How to properly bulk index while defining a custom id?


(Shane Witbeck) #1

I've noticed different behavior when bulk indexing using a custom
document id versus not defining a document id. By not defining an id,
I get the desire behavior which is all documents are indexed. If I
attempt to define an id, only one document gets indexed as opposed to
all the documents defined in a bulk iteration.

How do you properly index all documents in a bulk request while
defining a custom document id?

Thanks,
Shane


(Shay Banon) #2

What is hte failure that you get?
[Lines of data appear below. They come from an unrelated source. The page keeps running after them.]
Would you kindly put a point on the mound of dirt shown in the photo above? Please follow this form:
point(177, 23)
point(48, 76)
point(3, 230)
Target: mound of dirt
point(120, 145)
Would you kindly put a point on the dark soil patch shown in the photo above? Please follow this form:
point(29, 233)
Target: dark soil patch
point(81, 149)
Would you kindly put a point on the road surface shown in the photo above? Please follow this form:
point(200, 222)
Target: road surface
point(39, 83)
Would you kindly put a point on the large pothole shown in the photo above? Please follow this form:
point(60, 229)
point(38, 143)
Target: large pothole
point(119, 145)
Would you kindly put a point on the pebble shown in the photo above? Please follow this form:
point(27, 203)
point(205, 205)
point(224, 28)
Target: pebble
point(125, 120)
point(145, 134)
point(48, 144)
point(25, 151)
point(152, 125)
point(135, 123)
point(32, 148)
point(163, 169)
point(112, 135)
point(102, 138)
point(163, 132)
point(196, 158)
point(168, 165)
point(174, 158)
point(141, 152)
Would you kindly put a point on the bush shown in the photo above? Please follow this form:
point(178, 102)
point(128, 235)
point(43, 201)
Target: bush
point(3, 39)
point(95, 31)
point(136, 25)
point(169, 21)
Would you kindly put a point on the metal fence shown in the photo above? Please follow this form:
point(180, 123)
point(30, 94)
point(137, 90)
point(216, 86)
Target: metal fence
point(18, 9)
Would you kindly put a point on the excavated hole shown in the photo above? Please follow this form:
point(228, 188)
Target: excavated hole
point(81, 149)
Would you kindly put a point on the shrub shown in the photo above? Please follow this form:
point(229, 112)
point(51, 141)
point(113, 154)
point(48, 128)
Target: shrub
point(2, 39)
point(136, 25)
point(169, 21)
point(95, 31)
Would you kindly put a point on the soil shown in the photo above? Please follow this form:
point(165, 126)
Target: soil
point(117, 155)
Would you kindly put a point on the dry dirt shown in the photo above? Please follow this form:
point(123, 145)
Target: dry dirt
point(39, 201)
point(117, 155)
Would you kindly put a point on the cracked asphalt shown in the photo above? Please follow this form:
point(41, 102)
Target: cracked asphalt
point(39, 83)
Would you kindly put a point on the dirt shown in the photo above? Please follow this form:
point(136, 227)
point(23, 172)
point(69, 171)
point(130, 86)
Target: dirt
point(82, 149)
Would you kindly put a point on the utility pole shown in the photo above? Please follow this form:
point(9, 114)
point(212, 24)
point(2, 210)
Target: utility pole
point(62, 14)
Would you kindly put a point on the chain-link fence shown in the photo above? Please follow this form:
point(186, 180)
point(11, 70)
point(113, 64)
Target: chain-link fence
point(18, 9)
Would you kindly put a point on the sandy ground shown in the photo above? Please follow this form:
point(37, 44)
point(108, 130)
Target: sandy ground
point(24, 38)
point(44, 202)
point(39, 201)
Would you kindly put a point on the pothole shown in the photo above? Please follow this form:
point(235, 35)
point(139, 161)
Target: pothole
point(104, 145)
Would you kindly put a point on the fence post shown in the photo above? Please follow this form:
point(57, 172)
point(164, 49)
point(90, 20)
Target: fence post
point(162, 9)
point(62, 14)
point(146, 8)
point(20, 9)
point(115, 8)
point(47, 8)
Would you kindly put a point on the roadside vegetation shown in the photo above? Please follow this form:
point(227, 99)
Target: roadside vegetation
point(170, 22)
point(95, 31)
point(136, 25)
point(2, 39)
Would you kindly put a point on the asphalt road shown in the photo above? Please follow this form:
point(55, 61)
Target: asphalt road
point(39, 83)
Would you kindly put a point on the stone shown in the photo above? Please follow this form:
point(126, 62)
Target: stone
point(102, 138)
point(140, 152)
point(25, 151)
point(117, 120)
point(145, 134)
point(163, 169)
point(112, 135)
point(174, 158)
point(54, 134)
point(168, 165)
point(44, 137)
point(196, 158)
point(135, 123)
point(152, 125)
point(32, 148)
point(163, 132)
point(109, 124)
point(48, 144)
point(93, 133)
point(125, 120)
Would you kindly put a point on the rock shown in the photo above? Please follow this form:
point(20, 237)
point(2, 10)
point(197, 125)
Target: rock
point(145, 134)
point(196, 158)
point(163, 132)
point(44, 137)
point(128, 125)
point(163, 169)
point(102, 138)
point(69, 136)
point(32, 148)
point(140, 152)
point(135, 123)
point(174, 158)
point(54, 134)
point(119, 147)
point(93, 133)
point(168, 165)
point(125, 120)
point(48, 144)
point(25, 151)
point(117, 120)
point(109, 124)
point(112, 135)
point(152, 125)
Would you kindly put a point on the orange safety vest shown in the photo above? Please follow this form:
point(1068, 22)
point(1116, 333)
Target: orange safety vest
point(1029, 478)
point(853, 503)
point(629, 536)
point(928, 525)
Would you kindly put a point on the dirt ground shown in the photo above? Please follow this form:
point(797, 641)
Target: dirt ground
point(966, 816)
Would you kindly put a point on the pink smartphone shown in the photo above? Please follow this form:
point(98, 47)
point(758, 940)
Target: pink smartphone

You should also see it in the longs.

On Mon, Oct 24, 2011 at 7:57 PM, Shane Witbeck shane@digitalsanctum.comwrote:

I've noticed different behavior when bulk indexing using a custom
document id versus not defining a document id. By not defining an id,
I get the desire behavior which is all documents are indexed. If I
attempt to define an id, only one document gets indexed as opposed to
all the documents defined in a bulk iteration.

https://gist.github.com/1309649

How do you properly index all documents in a bulk request while
defining a custom document id?

Thanks,
Shane


(Shane Witbeck) #3

Thanks for the reply. I see no exceptions or errors in the logs. One
other thing I noticed is that the counts (in elasticsearch-head) are
something like:

docs: {
num_docs: 3
max_doc: 2196
deleted_docs: 2193
}

which seems to indicate that all but one of the docs are getting
deleted for each bulk iteration.

Any additional guidance is appreciated.

Shane

On Oct 24, 6:34 pm, Shay Banon kim...@gmail.com wrote:

What is hte failure that you get? You should also see it in the longs.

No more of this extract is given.